Meter: The relationship of stressed and unstressed syllables in a line
1. Iambic Foot two syllables: second one stressed for-bíd
2. Trochaic Foot two syllables:first one stressed pó-et
3. Anapestic Foot three syllables:third one stressed On a cóld
4. Dactylic Foot three syllables:first one stressed cát-a-pult
5. Spondee two syllables:both stressed vást weíght
Once you've established the basic pattern, you can determine how many feet there are in a line. The most common poetic pattern in English is iambic pentameter (or five feet per line).
A line of poetry is either end-stopped (the idea is complete and the line ends in punctuation) or characterized by enjambment (the idea continues on to the next line without a syntactical break. Sometimes called a run-on line.) A ceasura is a slight pause within a line.
Common Sound Techniques: onomatopoeia, alliteration, assonance, consonance, rhyme.
Rhyme: A similarity or correspondence is the vowel sounds of two words that have differing consonant sounds. "End-rhyme" is the most common use of rhyme. A distribution of end-rhymes in a poem is often linked to common formal structures. Iambic Pentameter with no end-rhymes is call "Blank Verse" (what Shakespeare used in his plays).
Structure: Structural analysis of the poem helps us to see how the
rhythm an sound elements in a poem are linked. Poetry follows special structural
Stanza: Functions much as a paragraph does in prose. Stanza length for many English poems is either four lines (a quatrain) or eight lines. (Iambic pentameter, rhyme pattern abababcc, is called "ottava rima." In free verse the stanza is sometimes called the "verse paragraph."
Free Verse: No strict adherence to metrical patterns and fixed line lengths or stanza structure.
Sonnet: Fourteen lines, iambic pentameter. Shakespearean sonnet has rhyme pattern abab/cdcd/efef/gg (contains three quatrains and a couplet); Petrarchan sonnet has rhyme pattern abbaabba/cdecde (contains an octet and a sestet).
Couplet: A stanza of two lines (often with end rhymes). A heroic couplet rhymes and contains a complete thought (second line is end-stopped).
Triplet or tercet: A three line stanza usually with one rhyme, often the first and third lines (called terza rima when pattern is aba/bcb/cdc/dcd, etc.)
Villanelle: An elaborate French form sometimes used in English: Five tercets (first and third lines rhyme) and final quatrain (first, third, and fourth lines rhyme with first and third lines of tercets, second line rhymes with middle of tercets); First line of poem is the last line of the second and fourth tercets, and third line is last line of third and fifth, and they reappear as last two lines of final stanza.

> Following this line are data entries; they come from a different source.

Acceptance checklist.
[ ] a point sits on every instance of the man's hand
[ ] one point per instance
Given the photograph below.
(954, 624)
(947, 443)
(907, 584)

Narrative Poetry tells a story.
Lyric Poetry captures and conveys emotions, feelings, sensroy impressions, reflections, or thoughts.
Special Kinds of Lyrics
Elegy: A contemplative poem that mourns or laments a death or passing (as an adjective to describe the tone of a piece: "elegaic.")
Ode: A long elaborate poem with a noble, lofty theme and an intellectual tone. There are three different types of odes:
Horatian Ode: each stanza follows the same metrical pattern.
Pindaric Ode: divided into three parts, strophe, antistrophe, and epode.
Irregular Ode: stanzas are freely varied in number and lines.